Wenn ein Zufall zur Leidenschaft wird
K-Pop-Musik und Gesichtsmasken mit Schneckenschleim – das alles war so gar nicht Nicos Welt. Doch plötzlich leitet er einen Laden für koreanische Kosmetik. Ein Herzensjob per Zufall.
„Möchten Sie noch eine kleine Tüte dazu haben?“, fragt Nico die junge Kundin mit einem Lächeln, während er zwei Gesichtspflege-Artikel über den Scanner zieht. Er öffnet eine kleine weiße Schublade unter der Kasse, die gefüllt ist mit kleinen bunten Make-Up-Proben. Er nimmt eine heraus, steckt sie in die Tüte hinein und reicht sie der Kundin. Aus den Lautsprechern hinter ihm erklingt das Lied “Runaway” von der koreanischen Mädchen-Band „RESCENE“. An den Wänden hängen Poster von K-Pop-Gruppen. In der Mitte des Ladens sind mehrere kleine gläserne Regale mit Gesichtscremes, Lippenbalsam und Foundations gefüllt.

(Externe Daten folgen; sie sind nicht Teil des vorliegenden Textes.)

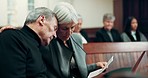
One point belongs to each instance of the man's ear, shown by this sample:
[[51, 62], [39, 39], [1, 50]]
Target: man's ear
[[41, 20]]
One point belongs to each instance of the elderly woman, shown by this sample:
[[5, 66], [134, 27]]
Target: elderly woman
[[131, 32], [107, 33], [64, 57]]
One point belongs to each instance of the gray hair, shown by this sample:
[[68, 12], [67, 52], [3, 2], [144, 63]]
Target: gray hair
[[65, 13], [108, 16], [34, 14]]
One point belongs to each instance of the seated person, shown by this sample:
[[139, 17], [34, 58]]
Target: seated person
[[78, 30], [131, 32], [107, 33]]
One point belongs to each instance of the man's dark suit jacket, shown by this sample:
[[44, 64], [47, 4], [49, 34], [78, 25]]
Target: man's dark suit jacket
[[20, 56]]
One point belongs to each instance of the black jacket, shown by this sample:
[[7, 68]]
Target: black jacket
[[57, 58], [19, 54]]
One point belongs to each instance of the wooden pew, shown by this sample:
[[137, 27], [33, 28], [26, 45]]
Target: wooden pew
[[125, 54]]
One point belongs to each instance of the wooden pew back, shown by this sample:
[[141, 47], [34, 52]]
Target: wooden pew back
[[125, 54]]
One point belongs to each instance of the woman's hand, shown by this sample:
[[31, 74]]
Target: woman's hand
[[101, 64], [6, 27]]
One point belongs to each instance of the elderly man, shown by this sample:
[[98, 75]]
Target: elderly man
[[19, 49]]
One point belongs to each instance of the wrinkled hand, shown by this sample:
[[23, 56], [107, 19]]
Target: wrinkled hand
[[101, 64], [5, 28]]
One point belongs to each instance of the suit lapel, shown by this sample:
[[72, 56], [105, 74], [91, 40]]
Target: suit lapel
[[80, 57]]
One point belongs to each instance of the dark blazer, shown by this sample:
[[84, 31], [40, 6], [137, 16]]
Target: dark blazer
[[20, 56], [102, 36], [57, 58]]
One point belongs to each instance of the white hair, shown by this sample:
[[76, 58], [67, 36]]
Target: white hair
[[65, 13]]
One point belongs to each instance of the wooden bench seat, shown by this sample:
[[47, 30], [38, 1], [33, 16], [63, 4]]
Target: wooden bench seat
[[126, 54]]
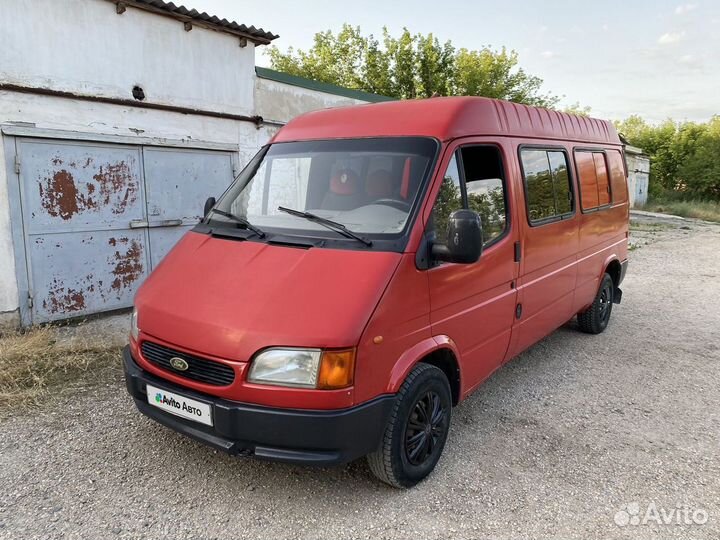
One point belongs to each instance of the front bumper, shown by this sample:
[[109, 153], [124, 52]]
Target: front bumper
[[313, 437]]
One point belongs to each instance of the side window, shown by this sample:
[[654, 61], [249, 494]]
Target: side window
[[477, 173], [547, 184], [594, 181], [618, 182], [603, 181], [483, 170]]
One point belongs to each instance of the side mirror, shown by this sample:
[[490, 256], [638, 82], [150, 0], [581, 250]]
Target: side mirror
[[464, 239], [208, 205]]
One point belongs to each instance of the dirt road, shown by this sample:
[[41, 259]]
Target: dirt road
[[580, 437]]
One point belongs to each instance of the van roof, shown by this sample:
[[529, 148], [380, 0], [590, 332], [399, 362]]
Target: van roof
[[447, 118]]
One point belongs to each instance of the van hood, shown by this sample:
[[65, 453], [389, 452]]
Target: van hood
[[229, 298]]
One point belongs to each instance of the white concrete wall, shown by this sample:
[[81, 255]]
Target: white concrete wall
[[102, 119], [84, 46], [8, 284], [638, 178], [280, 102]]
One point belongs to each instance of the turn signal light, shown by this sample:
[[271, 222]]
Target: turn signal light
[[337, 369]]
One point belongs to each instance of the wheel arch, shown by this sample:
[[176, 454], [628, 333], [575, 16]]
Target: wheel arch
[[439, 351]]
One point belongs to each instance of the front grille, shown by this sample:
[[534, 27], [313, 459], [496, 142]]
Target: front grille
[[199, 369]]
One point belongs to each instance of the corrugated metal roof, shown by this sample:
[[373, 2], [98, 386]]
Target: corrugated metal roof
[[286, 78], [255, 34]]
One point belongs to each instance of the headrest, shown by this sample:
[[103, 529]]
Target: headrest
[[344, 182], [380, 184]]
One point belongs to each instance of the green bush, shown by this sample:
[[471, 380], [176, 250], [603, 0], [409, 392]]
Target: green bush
[[684, 157]]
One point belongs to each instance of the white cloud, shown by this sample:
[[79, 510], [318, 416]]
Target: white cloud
[[682, 9], [671, 37]]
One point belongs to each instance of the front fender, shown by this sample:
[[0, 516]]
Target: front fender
[[415, 354]]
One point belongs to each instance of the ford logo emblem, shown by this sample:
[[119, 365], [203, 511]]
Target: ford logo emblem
[[178, 363]]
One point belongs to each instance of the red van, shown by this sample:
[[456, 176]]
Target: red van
[[369, 268]]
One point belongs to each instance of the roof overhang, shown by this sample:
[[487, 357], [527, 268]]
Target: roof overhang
[[192, 17]]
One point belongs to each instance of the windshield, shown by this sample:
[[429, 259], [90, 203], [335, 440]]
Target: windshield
[[367, 185]]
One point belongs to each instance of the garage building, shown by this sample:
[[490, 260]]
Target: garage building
[[118, 119]]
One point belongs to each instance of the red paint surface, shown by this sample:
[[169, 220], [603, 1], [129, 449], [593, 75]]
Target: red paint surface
[[226, 300]]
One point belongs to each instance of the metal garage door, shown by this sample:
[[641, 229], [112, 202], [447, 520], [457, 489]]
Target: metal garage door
[[98, 217]]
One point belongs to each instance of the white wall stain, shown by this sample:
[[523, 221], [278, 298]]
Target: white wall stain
[[89, 49]]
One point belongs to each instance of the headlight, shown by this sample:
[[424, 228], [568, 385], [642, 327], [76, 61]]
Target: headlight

Nico Stauder ist 28 Jahre alt und hat BWL und internationales Marketing studiert. Die Kosmetikbranche und vor allem das Thema Hautpflege war schon immer sein Ding. Vor seinem Studium hat er in diversen Läden wie Douglas und Shiseido gearbeitet. Aber dann suchte er nach einer neuen Herausforderung. Er wollte über die deutsche Branche hinausschauen.
„Es war der erste Job, der mich angenommen hat“, sagt er lachend. K-Pop, koreanisches Make-Up – damit kannte sich Nico so gar nicht aus. „Ich hatte vielleicht so zwei Produkte davon zuhause“. Aber dann hat er diese Stellenanzeige gesehen, sich einfach mal beworben. Und plötzlich war er Storemanager in einem koreanischen Beauty-Laden.
Nico öffnet ein großes braunes Paket und nimmt mehrere Feuchtigkeitsmasken heraus. Er sortiert sie in das lange weiße Regal neben der Kasse. Die einen sind für die Hände, die anderen fürs Gesicht. Die Packungen sind mit Pandas, Elefanten, Blumen, Schnecken und Perlen verziert. „Die Pure Natural Mask Sheet ist gerade sehr beliebt bei uns im Laden“, erklärt Nico und zeigt auf die gold-schimmernde Verpackung.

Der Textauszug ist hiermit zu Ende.